The same provision applies to insulin manufacturers who didn’t comply with the state’s $50 out-of-pocket cap, though it appears all have followed the insulin rules.

Among other health bills signed

 

• Senate Bill 34: Allows telehealth providers to qualify for school-based health center grants.

• Senate Bill 55: Creates a rural behavioral health program.

• Senate Bill 80: Requires insurers to post price transparency information and submit it to the state.

• Senate Bill 110: Forbids the state Medicaid program from requiring recipients to switch antipsychotic drugs if they are stable on their current regimen.

• Senate Bill 142: Creates a pilot dental screening program for children in kindergarten and third grade.

• Senate Bill 175: Requires state-regulated large-group insurance plans to cover doula services; extends the requirement to other state-regulated plans if the federal government agrees; and orders all birthing hospitals to participate in a quality-improvement plan.

• Senate Bill 221: Creates a rural hospital cash fund.

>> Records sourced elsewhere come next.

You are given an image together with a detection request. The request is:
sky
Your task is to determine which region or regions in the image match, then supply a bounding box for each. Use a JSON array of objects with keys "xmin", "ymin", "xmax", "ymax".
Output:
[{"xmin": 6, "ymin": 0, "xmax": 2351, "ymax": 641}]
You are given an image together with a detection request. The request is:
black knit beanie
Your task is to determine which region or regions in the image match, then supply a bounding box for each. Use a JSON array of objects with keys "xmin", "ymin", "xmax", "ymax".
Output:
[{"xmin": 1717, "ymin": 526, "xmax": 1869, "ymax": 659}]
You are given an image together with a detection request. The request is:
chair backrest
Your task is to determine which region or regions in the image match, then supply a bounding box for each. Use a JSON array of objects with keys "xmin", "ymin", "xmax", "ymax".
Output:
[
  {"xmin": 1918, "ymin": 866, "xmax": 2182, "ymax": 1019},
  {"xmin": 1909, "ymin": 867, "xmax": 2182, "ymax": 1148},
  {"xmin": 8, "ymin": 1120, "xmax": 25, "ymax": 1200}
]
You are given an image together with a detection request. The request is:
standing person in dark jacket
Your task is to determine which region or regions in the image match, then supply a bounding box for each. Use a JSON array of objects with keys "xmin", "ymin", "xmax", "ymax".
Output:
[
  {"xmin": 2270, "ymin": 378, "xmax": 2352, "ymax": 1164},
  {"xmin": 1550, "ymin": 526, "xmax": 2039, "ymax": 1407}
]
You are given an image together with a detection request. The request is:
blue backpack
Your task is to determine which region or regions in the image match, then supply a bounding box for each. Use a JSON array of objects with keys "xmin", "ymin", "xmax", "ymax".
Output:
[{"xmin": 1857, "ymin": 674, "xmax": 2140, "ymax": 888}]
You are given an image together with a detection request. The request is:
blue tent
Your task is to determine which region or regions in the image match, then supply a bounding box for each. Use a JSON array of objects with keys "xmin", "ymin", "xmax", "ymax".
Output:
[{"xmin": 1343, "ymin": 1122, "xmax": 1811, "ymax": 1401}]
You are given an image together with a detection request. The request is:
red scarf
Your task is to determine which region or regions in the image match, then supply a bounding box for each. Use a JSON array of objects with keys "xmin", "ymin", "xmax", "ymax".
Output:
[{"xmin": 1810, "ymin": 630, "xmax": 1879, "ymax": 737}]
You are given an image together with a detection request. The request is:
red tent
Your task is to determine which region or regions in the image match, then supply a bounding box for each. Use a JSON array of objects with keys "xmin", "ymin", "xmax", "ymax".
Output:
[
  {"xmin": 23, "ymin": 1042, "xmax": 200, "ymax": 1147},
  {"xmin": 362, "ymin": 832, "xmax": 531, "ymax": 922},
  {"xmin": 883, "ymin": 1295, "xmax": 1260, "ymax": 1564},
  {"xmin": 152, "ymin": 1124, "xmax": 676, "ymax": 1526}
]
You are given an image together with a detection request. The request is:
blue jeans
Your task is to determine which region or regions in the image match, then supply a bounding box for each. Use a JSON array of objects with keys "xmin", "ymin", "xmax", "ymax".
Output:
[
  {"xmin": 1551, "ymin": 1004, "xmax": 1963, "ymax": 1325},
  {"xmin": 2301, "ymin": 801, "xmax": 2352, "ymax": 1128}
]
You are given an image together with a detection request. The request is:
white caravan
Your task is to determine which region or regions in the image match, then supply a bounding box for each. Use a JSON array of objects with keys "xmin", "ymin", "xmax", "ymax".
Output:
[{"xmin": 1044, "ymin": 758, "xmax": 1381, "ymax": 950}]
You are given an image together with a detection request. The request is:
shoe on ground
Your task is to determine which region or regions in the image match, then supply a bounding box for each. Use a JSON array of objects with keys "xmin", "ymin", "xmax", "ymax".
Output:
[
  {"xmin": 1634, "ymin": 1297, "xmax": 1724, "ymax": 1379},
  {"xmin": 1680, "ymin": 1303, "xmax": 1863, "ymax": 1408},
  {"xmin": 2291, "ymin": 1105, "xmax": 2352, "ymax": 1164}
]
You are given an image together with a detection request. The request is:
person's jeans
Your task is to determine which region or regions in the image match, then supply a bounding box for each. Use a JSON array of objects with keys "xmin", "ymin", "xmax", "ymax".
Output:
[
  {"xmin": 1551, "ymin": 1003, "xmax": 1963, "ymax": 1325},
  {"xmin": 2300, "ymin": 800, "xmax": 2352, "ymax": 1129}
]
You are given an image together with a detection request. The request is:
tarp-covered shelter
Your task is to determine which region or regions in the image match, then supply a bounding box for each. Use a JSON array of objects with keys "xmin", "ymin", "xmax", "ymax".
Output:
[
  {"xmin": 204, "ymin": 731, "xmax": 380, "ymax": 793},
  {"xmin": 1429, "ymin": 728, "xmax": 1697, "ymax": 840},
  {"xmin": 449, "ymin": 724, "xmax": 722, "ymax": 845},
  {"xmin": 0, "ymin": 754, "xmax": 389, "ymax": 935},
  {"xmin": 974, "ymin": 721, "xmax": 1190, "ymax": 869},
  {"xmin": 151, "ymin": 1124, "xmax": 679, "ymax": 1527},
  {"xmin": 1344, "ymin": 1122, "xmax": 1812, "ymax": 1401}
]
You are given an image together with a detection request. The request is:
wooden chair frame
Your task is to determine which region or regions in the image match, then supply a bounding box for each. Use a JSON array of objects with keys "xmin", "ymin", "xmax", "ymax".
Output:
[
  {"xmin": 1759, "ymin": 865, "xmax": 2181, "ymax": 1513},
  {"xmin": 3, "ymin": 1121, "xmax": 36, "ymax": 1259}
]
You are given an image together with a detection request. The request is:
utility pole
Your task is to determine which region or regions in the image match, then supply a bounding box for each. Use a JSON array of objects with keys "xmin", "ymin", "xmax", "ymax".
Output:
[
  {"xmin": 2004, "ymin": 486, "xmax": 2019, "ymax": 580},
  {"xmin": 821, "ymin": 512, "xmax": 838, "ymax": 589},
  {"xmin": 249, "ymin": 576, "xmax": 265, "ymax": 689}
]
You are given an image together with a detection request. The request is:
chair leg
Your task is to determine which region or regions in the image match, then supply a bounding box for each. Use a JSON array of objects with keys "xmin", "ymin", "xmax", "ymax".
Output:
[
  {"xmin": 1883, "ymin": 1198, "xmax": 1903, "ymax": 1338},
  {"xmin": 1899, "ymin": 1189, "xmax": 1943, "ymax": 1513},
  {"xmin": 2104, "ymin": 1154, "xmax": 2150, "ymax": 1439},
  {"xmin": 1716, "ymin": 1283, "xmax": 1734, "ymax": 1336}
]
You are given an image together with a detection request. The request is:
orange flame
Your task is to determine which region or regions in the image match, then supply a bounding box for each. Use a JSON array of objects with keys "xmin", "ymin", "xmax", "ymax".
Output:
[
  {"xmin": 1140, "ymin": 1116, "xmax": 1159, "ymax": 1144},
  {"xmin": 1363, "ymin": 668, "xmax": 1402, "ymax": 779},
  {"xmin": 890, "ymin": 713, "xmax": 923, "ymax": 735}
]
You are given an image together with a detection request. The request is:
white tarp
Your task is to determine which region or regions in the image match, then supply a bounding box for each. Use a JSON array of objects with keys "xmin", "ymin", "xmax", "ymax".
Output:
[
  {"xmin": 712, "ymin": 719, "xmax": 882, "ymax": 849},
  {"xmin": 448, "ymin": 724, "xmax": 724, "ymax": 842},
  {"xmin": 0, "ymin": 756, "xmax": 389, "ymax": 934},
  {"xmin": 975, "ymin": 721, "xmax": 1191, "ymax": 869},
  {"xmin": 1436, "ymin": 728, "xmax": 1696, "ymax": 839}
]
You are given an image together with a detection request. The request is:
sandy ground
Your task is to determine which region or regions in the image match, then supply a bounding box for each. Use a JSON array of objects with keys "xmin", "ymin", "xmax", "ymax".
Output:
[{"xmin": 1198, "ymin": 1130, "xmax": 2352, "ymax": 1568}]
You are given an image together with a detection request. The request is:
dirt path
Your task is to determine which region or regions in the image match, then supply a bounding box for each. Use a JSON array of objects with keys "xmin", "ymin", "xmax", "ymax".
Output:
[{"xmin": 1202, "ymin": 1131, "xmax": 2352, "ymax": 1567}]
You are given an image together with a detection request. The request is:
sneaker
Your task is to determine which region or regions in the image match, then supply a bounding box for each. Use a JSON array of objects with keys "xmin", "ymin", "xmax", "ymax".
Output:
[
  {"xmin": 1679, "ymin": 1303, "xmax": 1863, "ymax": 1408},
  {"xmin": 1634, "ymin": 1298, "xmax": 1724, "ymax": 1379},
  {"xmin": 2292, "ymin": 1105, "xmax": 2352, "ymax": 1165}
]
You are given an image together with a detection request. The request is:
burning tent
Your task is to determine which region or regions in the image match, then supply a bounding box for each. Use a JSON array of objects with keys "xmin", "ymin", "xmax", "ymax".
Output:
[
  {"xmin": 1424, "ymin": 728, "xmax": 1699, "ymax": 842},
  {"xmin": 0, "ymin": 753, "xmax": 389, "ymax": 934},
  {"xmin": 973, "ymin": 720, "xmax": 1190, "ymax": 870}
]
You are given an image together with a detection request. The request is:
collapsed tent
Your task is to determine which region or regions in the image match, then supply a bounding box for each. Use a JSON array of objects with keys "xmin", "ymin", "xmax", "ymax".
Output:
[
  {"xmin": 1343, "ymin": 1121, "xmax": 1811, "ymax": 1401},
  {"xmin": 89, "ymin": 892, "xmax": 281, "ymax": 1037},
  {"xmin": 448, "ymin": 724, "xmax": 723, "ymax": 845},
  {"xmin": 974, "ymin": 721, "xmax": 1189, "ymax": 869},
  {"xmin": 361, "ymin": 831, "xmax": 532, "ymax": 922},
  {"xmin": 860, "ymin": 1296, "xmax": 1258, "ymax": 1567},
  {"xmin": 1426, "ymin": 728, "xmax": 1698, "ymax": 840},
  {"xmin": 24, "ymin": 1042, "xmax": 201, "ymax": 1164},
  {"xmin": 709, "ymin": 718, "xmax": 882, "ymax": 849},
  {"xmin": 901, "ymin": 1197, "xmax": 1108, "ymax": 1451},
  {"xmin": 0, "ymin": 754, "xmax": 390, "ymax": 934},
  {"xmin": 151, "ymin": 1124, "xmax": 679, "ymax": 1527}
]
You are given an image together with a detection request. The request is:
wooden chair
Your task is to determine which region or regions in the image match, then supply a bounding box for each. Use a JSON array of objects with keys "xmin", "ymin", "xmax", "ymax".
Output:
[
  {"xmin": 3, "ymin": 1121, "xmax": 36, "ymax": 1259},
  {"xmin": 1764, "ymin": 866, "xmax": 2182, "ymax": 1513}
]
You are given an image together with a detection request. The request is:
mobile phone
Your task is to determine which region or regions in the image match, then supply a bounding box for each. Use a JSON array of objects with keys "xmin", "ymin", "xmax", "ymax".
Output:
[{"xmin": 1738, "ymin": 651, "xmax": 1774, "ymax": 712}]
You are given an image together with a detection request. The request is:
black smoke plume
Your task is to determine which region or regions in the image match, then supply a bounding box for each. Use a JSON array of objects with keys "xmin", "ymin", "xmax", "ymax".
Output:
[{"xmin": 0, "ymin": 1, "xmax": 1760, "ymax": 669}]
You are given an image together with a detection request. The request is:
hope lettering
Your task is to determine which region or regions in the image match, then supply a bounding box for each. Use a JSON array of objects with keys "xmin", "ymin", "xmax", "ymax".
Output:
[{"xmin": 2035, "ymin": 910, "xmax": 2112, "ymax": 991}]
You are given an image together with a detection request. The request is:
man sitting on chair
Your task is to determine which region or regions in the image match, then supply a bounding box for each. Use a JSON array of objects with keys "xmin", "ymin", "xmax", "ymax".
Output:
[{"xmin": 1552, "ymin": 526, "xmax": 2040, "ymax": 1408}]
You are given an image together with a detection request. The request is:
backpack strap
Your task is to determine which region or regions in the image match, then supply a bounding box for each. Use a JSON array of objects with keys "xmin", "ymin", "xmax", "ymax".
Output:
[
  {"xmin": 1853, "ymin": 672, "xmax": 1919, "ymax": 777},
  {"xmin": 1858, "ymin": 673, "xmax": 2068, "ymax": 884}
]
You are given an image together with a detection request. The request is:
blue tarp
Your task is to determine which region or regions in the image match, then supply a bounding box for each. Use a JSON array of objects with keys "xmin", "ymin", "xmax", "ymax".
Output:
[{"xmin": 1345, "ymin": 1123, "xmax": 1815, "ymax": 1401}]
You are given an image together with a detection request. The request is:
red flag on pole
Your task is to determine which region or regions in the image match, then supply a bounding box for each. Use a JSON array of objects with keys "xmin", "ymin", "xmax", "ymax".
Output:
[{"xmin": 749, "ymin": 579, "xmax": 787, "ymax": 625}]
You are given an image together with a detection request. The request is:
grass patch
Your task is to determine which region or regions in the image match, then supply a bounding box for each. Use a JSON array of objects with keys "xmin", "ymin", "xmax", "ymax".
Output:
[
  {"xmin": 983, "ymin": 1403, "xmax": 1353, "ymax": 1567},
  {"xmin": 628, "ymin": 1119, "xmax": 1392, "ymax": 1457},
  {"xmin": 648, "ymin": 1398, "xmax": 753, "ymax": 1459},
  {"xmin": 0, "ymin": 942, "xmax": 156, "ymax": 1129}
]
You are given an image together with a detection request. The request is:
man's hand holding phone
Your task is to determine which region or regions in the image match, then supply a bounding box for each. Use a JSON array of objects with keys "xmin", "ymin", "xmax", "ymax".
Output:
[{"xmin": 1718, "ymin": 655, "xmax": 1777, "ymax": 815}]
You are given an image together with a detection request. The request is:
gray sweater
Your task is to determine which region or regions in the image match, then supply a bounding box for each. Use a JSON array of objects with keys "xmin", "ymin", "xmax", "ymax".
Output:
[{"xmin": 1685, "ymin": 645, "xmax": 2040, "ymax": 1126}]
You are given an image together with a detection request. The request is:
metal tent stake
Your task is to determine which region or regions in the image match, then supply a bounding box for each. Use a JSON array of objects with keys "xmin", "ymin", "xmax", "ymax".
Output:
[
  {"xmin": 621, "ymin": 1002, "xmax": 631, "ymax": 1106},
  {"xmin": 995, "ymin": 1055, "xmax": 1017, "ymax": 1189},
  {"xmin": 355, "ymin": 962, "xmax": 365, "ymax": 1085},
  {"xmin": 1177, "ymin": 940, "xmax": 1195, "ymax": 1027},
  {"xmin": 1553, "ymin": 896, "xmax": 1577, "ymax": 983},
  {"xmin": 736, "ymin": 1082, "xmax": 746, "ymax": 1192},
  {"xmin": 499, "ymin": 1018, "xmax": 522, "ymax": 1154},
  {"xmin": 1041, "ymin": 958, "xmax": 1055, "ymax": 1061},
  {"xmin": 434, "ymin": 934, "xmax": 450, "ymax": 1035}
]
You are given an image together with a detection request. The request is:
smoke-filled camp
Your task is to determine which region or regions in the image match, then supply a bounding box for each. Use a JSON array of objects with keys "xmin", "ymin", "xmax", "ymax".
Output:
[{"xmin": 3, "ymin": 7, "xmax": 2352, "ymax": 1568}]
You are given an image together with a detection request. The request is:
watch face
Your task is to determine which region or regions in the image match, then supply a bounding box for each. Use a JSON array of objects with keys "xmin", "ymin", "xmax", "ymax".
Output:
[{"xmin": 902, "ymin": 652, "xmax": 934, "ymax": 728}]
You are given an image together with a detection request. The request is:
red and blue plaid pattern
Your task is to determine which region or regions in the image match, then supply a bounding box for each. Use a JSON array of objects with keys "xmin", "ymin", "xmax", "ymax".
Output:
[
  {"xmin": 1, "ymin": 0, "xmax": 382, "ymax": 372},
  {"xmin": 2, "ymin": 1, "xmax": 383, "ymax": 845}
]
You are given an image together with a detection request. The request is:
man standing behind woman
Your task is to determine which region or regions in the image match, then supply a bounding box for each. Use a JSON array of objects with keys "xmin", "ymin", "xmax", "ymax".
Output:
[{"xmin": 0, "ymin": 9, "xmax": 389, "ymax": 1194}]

• Senate Bill 231: Requires the state to study creating an online liquor licensing portal; allows liquor stores to hold tasting events; and allows alcohol sales on Christmas.

• House Bill 1037: Allows syringe-exchange programs to distribute drug-smoking supplies as a harm reduction method; removes civil liability for people who give someone an overdose-reversal drug, or distribute one; and exempts items received from a syringe-exchange program from the penalties on possessing drug paraphernalia.

• House Bill 1132: Prohibits employers from retaliating against living organ donors.

• House Bill 1149: Requires insurers to simplify or eliminate prior authorization for medical care, and to post data about their care denials.

• House Bill 1356: Prohibits selling e-cigarettes or similar devices to minors.